Terug naar inhoudsopgave

Artikel 6

Natuur

6.1         Bestemmingsomschrijving

6.1.1     De voor ‘Natuur’ aangewezen gronden zijn bestemd voor het behoud en/of herstel van de aanwezige landschappelijke, cultuurhistorische en natuurwaarden.

                            

6.1.2     Op deze gronden mogen, met inachtneming van de op de verbeelding aangegeven aanduidingen, uitsluitend ten dienste van de in lid 6.1.1 bedoelde bestemming worden gebouwd:

a.    bouwwerken, geen gebouwen zijnde.

6.2         Bouwregels

Voor het bouwen gelden de aanduidingen op de verbeelding en de volgende regels:

a.    de bouwhoogte van erf- en terreinafscheidingen bedraagt maximaal 2 meter;

b.    de bouwhoogte van overige bouwwerken geen gebouwen zijnde bedraagt maximaal 5 meter.

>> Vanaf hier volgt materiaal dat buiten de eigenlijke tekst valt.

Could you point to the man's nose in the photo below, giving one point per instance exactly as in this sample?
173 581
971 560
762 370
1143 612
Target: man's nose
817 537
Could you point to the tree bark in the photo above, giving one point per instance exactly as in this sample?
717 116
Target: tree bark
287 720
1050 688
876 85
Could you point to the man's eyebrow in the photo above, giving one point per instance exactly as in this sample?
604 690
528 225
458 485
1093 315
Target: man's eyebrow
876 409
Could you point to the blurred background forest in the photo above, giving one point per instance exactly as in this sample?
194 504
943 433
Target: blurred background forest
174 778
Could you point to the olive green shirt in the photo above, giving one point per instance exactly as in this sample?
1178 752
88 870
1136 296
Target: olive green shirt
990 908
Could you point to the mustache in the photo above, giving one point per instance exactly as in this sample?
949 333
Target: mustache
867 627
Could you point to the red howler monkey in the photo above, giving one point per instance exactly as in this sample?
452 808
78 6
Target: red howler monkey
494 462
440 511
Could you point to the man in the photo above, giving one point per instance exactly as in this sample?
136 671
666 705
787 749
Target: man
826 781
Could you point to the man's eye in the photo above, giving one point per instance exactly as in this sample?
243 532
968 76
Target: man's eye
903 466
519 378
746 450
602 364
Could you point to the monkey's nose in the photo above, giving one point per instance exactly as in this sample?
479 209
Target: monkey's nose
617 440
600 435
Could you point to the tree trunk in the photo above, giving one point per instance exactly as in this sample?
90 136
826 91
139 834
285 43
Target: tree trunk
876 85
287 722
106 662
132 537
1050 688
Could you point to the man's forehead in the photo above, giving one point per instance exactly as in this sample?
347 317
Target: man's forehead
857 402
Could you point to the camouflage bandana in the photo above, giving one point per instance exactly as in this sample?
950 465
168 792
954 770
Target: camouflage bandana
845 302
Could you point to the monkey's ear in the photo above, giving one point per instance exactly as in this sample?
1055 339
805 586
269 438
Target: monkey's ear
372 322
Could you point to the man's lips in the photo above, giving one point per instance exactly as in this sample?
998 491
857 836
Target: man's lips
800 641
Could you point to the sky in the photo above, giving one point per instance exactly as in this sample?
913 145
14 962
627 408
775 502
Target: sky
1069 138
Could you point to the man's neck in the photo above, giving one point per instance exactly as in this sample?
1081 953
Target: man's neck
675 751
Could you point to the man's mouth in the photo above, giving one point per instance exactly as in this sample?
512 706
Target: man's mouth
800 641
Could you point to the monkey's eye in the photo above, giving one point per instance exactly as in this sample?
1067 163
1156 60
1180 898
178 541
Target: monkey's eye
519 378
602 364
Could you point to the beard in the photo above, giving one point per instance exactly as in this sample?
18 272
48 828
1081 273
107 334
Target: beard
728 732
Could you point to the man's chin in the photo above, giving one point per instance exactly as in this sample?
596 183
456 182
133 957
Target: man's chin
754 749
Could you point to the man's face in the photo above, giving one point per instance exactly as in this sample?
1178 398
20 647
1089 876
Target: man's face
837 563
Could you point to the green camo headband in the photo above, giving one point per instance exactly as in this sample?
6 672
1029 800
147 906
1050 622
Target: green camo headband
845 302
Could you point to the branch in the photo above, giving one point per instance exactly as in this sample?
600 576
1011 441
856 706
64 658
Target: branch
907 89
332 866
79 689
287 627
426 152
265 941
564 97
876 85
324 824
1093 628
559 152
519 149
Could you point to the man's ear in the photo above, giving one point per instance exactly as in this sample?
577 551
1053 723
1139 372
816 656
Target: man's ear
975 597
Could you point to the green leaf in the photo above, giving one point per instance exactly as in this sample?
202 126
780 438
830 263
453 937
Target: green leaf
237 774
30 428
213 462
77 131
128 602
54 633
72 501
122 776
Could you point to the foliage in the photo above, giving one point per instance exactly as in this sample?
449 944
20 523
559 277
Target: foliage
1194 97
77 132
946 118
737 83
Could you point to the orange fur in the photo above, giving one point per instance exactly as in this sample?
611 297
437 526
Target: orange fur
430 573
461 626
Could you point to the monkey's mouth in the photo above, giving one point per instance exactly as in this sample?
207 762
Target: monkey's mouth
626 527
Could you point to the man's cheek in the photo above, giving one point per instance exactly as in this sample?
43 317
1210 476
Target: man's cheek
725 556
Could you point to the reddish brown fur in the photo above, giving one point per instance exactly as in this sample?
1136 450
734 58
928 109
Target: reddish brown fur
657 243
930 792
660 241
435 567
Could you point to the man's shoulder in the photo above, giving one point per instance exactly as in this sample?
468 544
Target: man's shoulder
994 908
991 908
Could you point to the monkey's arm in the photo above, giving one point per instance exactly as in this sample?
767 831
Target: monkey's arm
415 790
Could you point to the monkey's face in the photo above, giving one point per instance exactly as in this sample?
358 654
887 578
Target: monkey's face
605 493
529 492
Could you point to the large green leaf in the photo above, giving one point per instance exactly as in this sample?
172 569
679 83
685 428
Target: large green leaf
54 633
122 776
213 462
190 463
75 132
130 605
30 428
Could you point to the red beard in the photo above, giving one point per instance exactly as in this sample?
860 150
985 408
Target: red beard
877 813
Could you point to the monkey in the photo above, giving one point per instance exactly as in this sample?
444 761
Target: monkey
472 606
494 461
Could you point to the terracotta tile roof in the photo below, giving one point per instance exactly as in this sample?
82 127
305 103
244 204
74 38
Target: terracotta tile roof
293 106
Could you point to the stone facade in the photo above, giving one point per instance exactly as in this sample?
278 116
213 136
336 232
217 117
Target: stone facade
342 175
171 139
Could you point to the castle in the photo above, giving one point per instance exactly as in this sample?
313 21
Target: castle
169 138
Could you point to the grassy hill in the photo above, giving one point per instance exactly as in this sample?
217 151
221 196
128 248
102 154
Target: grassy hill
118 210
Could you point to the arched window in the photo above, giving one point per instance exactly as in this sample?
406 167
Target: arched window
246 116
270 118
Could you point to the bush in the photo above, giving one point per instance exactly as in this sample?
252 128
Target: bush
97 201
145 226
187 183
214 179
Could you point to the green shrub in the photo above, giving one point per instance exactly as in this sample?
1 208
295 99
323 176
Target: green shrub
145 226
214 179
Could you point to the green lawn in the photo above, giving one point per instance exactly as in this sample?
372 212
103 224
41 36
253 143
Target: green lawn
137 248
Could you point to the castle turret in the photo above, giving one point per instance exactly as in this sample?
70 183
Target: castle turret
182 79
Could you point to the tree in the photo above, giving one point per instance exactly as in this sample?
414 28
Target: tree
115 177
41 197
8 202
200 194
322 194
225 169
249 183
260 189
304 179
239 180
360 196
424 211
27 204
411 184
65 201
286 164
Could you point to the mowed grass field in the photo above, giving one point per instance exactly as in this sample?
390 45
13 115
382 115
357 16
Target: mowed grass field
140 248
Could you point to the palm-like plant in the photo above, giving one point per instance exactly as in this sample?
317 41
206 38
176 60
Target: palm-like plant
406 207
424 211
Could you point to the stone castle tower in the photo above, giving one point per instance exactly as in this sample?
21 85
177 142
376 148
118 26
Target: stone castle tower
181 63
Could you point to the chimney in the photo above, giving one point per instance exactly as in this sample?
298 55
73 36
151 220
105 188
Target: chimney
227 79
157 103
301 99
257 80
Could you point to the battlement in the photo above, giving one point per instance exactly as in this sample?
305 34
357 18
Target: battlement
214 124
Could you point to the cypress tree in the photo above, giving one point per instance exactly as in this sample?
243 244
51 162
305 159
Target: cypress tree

6.3         Omgevingsvergunning voor het uitvoeren van een werk, geen bouwwerk zijnde, of van werkzaamheden

6.3.1     Het is verboden op of in de gronden met de bestemming ‘Natuur’ zonder of in afwijking van een omgevingsvergunning de navolgende werken, geen bouwwerk zijnde, of werkzaamheden uit te voeren:

a.    graven, verbreden, dempen van sloten, aanleggen van drainagesystemen;

b.    ontginnen, verlagen, afgraven, ophogen of egaliseren van de bodem;

c.    aanbrengen verhardingen op half- en onverharde paden en wegen;

d.    aanbrengen van boven- en ondergrondse transport-, energie- of telecommunicatieleidingen;

e.    aanleg van steigers;

f.     aanbrengen van oeverbeschoeiing.

 

6.3.2     Het verbod is niet van toepassing op werken, geen bouwwerken zijnde, of werkzaamheden die:

a.    reeds in uitvoering zijn op het tijdstip van het in werking treden van plan;

b.    mogen worden uitgevoerd krachtens een reeds verleende vergunning;

c.    het normaal onderhoud en gebruik ten dienste van de bestemming betreffen.

 

6.3.3     De werken, geen bouwwerken zijnde, of werkzaamheden zijn slechts toelaatbaar indien daardoor de waarden van de gronden niet onevenredig worden of kunnen worden aangetast, dan wel de mogelijkheden voor herstel van die waarden niet onevenredig worden of kunnen worden verkleind.

 

6.3.4     Procedureregel

Alvorens te beslissen omtrent een omgevingsvergunning voor het uitvoeren van een werk, geen bouwwerk zijnde, of van werkzaamheden wint het college van burgemeester en wethouders schriftelijk advies in van een landschap- en natuurbeschermingsdeskundige omtrent de vraag of door de uitvoering van de voorgenomen werken, geen bouwwerk zijnde, of werkzaamheden de belangen van de aanwezige landschappelijke, cultuurhistorische en natuurwaarden niet onevenredig worden geschaad en de eventueel te stellen voorwaarden.